Your research shows that we segment our memories, despite experiences being continuous. Is memory accurate?
UR: Studies show that many aspects of memories that we believe are accurate are basically made up. You might really believe, for example, that you can describe your childhood room in great detail. But if one really checks on the details, the memory is inaccurate. We fill in the blanks. It’s constructed, to a shocking extent, and very unreliable.
AM: Ueli has pioneered an idea with a very simple task that he’s been testing for years: First, he shows a person 50 pictures one second apart. Then he returns 30 minutes later and presents 100 pictures—half new and half from the first set—and asks, “Have you seen this before?” People tend to do this very well. But they’ll sometimes say, “I've never seen that picture before,” when they actually have, indicating there is a difference between what you remember and what is correct. This is a well-known observation in eyewitness memory, as well.
You have studied novelty and memory processing. What are the selection criteria for creating a long-term memory?
UR: There are a variety of criteria. An important one that we have studied is an event’s salience or novelty when you experience something for the first time.
AM: There’s almost surely an emotional component to it. In post-traumatic stress disorder, the emotional salience is a very dangerous situation associated with the memory. The coupling to the emotional content may modify the significance of the event.
Since so much is novel to children, do they process memory differently?
AM: When you’re young, you just have much less experience. Maybe everything is more unique for kids, and maybe that’s why there’s more capacity to remember individual things. As we get older, those networks get saturated with more and more common situations. Things look more similar, and it’s harder to distinctly, episodically separate them out. That’s a largely theoretical idea, but one that matches what we observe with memory development in children.

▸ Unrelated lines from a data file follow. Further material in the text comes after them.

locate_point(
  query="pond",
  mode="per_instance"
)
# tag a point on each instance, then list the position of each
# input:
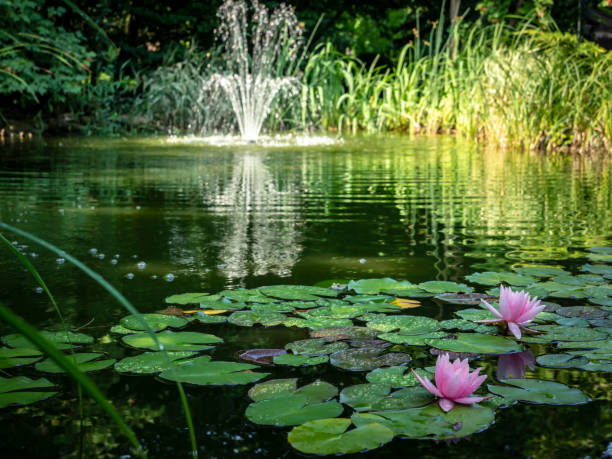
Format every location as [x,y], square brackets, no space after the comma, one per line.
[159,216]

UR: One of the big mysteries in memory is childhood amnesia: We remember nothing about our early childhood. Those early memories don’t transfer into adulthood. One theory says that this is deliberate. Another theory is that our scaffold of knowledge isn’t well developed in childhood, so these memories cannot be referenced anymore. And there are other theories that say that the concept of episodic memory hasn't emerged yet. But childhood amnesia is not fundamentally understood.
Why do adults "actively forget"?
UR: It’s related to learning. To learn is not to remember everything you experience, but to abstract away something more general that you can apply to new situations. So, learning has a lot to do with forgetting—choosing not to remember irrelevant details.
What makes your work significant?
AM: Humans are uniquely human, and while much valuable research is performed in animals and cell cultures, to answer fundamentally human questions, we need to probe human brains and ask fundamental questions that have a real connection to the human mind. Yes, this work can lead to treatments and cures, but there’s also an intrinsic interest in exploring the unknown. This type of work really does both: It may potentially lead to novel ways to approach diseases and disorders. But it can also lead to a greater understanding of who we are and what we are.